Blanco Bogs, Inc. v. Department of Revenue

14 Or. Tax 1
CourtOregon Tax Court
DecidedJune 20, 1996
DocketTC 3847
StatusPublished

This text of 14 Or. Tax 1 (Blanco Bogs, Inc. v. Department of Revenue) is published on Counsel Stack Legal Research, covering Oregon Tax Court primary law. Counsel Stack provides free access to over 12 million legal documents including statutes, case law, regulations, and constitutions.

Bluebook
Blanco Bogs, Inc. v. Department of Revenue, 14 Or. Tax 1 (Or. Super. Ct. 1996).

Opinions

Decision rendered June 20, 1996. Taxpayers collectively appeal the 1990-91 assessed farm use values for cranberry farms in Coos and Curry counties. The appeal challenges the special farm use assessment on two points: the land-to-vine ratio and gross income per acre.

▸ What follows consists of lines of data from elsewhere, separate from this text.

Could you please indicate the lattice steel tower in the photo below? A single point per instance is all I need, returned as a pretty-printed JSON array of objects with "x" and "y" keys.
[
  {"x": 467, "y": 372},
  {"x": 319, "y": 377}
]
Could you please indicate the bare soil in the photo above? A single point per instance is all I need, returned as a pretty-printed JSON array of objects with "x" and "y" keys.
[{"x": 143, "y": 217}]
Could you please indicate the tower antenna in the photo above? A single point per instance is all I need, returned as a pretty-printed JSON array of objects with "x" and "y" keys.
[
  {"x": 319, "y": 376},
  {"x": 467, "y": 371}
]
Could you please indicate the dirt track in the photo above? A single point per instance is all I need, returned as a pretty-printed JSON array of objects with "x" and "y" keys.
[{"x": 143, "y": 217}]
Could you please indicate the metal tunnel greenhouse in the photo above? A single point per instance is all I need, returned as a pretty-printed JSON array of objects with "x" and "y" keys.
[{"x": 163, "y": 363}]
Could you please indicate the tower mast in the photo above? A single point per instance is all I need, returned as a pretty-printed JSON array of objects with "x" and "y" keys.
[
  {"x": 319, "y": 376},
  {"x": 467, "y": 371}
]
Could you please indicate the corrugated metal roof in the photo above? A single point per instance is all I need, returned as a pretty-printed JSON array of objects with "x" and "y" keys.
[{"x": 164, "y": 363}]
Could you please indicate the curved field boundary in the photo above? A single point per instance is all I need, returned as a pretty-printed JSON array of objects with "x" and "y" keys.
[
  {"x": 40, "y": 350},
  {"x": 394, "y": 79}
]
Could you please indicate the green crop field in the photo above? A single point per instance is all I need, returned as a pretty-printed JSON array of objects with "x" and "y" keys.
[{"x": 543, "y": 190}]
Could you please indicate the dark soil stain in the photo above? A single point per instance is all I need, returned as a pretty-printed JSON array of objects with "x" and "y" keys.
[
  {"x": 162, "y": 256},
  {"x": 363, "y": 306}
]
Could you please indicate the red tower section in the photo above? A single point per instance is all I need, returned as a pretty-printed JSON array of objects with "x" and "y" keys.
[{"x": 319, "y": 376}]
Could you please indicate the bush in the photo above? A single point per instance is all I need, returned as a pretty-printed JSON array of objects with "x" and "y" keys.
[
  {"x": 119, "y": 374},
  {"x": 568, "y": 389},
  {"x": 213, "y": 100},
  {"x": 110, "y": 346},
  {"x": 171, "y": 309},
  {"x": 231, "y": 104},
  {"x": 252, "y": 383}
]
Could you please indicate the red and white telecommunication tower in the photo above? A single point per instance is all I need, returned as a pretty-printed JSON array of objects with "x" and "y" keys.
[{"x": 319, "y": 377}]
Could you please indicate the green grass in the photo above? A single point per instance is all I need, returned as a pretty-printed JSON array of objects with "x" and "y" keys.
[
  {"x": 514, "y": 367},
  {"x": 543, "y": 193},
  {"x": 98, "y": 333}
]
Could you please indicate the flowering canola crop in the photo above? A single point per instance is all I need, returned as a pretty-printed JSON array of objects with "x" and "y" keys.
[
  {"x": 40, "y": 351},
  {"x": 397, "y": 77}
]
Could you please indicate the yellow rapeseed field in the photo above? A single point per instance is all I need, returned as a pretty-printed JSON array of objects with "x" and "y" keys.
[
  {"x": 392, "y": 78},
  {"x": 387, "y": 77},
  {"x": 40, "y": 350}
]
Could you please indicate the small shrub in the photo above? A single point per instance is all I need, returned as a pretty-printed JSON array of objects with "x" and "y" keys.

The legislature has provided for special assessment of farm land to exclude value "attributable to urban influences or speculative purchases." ORS 308.345 (1).1 If sales of farm land do not meet the legislature's test for bona fide farm use, an assessor must use the income approach to value. ORS 308.345 (3). When farm lands are owner operated and there are no comparable rent figures, the appraiser must analyze the owner's actual operating income and expenses for the income approach. After determining typical net income, the appraiser capitalizes net income to determine the value of the assets producing the income. That value must then be allocated between land, at its specially assessed value, and the other income producing assets. In this case, the allocation is between land and cranberry vines, which are exempt from property taxation.

Using similar methods, the assessors of Coos and Curry counties arrived at different values for cranberry lands for the same year. To overcome such inconsistencies, the Department of Revenue (department) assigned a senior appraiser to perform an in-depth study and analysis of cranberry farms in the two counties. The appraiser was to determine a uniform formula that both counties could use in valuing cranberry farms. The appraiser collected significant amounts of data from taxpayers, suppliers, vendors, contractors, processors and others. The appraiser compiled and analyzed this data, and the results and his opinion are found in his report. *Page 3

Taxpayers accept most of the appraiser's findings. In a pretrial stipulation, the parties stipulated the two issues to be decided by the court. Based on the evidence submitted at trial, the court has phrased the issues as follows:

(1) In computing the land-to-vine ratio, should the expenses of "vine establishment" include expenses for a third year?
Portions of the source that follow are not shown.